Standardization has helped the company reduce hardware maintenance and support costs and recover from data center outages faster. A Microsoft data center technician no longer has to be acquainted with 10 to 20 different types of hardware before they can start changing hard drives or debugging systems on the data center floor. “It’s the same hardware, same motherboards, same chassis, same racks, same management system, it’s so much simpler,” Vaid said. “They spend less time to get the servicing done. It means fewer man hours, faster recovery times.”
One Power Distribution Design, Anywhere in the World
Project Olympus is the next step in Microsoft’s pursuit of a uniform data center infrastructure. One of the design’s key aspects is universal power distribution, which allows servers to be deployed in colocation data centers anywhere in the world, regardless of the local power specs, be they 30 Amp or 50 Amp, 380V, 415V, or 480V. The same type of rack with the same type of power distribution unit can be shipped for installation in Ashburn, London, Mumbai, or Beijing. The only thing that’s different for each region is the power adaptor.
This helps Microsoft get its global hardware supply chain in tune with data center capacity planning, and few things have more bearing on the overall cost of running a hyper-scale cloud – and, as a function of cost, end-user pricing -- than good capacity planning. The less time passes between the moment a server is manufactured and the moment it starts running customer workloads in a data center, the less capital is stranded, which is why it’s nice to have the ability to deliver capacity just in time, when it’s needed, as opposed to far in advance to avoid unexpected shortages. “Essentially we can build a rack one time, and after it’s built we can very late in the process decide which data center to send it to, without having to worry about disassembling it, putting in a new PDU,” Vaid said. “It all delays the deployment.”

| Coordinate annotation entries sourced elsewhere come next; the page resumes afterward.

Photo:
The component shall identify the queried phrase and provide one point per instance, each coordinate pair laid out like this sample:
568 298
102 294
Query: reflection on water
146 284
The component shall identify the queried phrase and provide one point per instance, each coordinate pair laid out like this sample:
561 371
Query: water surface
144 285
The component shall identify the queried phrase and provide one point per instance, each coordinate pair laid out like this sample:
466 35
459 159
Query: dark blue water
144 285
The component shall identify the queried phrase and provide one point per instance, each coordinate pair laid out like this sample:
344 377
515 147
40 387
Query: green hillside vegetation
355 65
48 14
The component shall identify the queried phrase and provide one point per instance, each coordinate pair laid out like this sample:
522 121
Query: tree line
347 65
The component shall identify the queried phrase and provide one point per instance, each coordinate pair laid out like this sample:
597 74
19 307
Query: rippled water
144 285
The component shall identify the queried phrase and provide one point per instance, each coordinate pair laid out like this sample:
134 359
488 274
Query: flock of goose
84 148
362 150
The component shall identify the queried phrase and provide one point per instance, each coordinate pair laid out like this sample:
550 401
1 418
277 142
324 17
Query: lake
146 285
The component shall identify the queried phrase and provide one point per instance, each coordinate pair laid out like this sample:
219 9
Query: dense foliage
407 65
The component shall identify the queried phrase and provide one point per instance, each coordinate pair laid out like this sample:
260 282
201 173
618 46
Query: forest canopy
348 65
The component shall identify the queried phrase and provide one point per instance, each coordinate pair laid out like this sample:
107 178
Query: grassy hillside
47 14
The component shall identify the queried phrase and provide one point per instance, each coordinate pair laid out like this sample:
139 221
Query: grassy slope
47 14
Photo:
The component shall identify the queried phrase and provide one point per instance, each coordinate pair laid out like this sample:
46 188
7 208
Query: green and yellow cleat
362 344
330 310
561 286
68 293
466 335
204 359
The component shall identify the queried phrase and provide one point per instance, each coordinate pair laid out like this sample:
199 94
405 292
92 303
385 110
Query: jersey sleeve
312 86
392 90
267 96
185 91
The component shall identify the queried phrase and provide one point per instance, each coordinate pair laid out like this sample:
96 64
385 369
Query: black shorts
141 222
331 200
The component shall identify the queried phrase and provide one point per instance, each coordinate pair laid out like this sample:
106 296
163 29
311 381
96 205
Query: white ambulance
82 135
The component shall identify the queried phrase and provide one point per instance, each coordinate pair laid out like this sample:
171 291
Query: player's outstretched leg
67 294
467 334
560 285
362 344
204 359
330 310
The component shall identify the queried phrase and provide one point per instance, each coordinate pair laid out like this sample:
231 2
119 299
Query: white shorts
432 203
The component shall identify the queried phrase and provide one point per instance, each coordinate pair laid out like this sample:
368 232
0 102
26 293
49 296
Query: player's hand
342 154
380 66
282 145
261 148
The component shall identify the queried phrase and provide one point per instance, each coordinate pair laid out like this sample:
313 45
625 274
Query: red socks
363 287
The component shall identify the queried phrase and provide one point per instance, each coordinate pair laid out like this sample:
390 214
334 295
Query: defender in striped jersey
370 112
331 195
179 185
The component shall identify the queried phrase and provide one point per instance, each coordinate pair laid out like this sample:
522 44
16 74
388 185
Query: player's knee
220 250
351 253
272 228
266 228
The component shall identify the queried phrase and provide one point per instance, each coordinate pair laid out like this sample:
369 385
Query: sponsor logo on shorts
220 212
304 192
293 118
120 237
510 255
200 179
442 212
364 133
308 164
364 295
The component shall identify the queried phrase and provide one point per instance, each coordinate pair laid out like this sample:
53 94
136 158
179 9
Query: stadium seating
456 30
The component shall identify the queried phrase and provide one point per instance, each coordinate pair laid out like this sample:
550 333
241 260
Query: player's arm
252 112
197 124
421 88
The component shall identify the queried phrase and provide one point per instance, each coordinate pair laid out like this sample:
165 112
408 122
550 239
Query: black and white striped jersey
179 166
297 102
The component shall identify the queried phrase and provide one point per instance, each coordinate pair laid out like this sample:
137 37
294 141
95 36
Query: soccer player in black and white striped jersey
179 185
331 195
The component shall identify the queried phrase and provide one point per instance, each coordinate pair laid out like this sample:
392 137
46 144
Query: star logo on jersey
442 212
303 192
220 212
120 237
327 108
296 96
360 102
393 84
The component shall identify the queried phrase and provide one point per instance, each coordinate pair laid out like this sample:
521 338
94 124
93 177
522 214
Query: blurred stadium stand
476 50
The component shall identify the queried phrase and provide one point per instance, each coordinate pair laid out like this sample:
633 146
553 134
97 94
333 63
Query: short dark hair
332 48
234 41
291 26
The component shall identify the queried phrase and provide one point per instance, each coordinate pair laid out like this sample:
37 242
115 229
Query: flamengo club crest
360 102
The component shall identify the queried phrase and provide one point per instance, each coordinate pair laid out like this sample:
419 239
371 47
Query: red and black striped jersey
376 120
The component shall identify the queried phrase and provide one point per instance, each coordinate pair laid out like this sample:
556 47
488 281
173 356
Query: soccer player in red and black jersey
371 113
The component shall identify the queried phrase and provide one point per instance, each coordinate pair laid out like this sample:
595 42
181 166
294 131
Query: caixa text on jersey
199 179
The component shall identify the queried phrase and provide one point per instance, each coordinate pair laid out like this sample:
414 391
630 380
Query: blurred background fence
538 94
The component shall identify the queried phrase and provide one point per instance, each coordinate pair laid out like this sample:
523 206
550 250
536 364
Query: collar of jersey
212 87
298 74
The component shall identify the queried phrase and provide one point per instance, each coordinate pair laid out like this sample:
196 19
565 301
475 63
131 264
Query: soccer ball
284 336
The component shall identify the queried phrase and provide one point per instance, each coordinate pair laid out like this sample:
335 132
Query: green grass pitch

Taking Cost Control Away from Vendors
If the Project Olympus design was 50 percent done in November, today it’s about 80 percent complete. Vaid wouldn’t say when Microsoft is expecting to start deploying the platform in production. The company still maintains a degree of secrecy around timing of deployment of its various technologies.
He also had no comment on the report that surfaced earlier this month saying Hewlett Packard Enterprise was expecting Microsoft to cut back on the amount of data center hardware it would buy from the IT giant. The report was based on anonymous sources, and Vaid pointed to the fact that HPE was listed as one of the solution providers involved in Project Olympus.
HPE of course was one of several on the list, along with Dell, ZT Systems, Taiwanese manufacturers Wiwynn and Quanta, and China’s Inspur. That’s one of the biggest reasons behind OCP to begin with. The hyper-scale data center users drive the design, while the suppliers compete for their massive hardware orders, leaving little room for suppliers to differentiate other than on price and the time it takes to deliver the goods, flipping the world upside down for companies like HPE and Dell, who until not too long ago were enjoying market dominance. “We have full control of the cost,” Vaid said. “We can take what we want, we can take out what we don’t want, and the solution providers are just doing the integration and shipping.”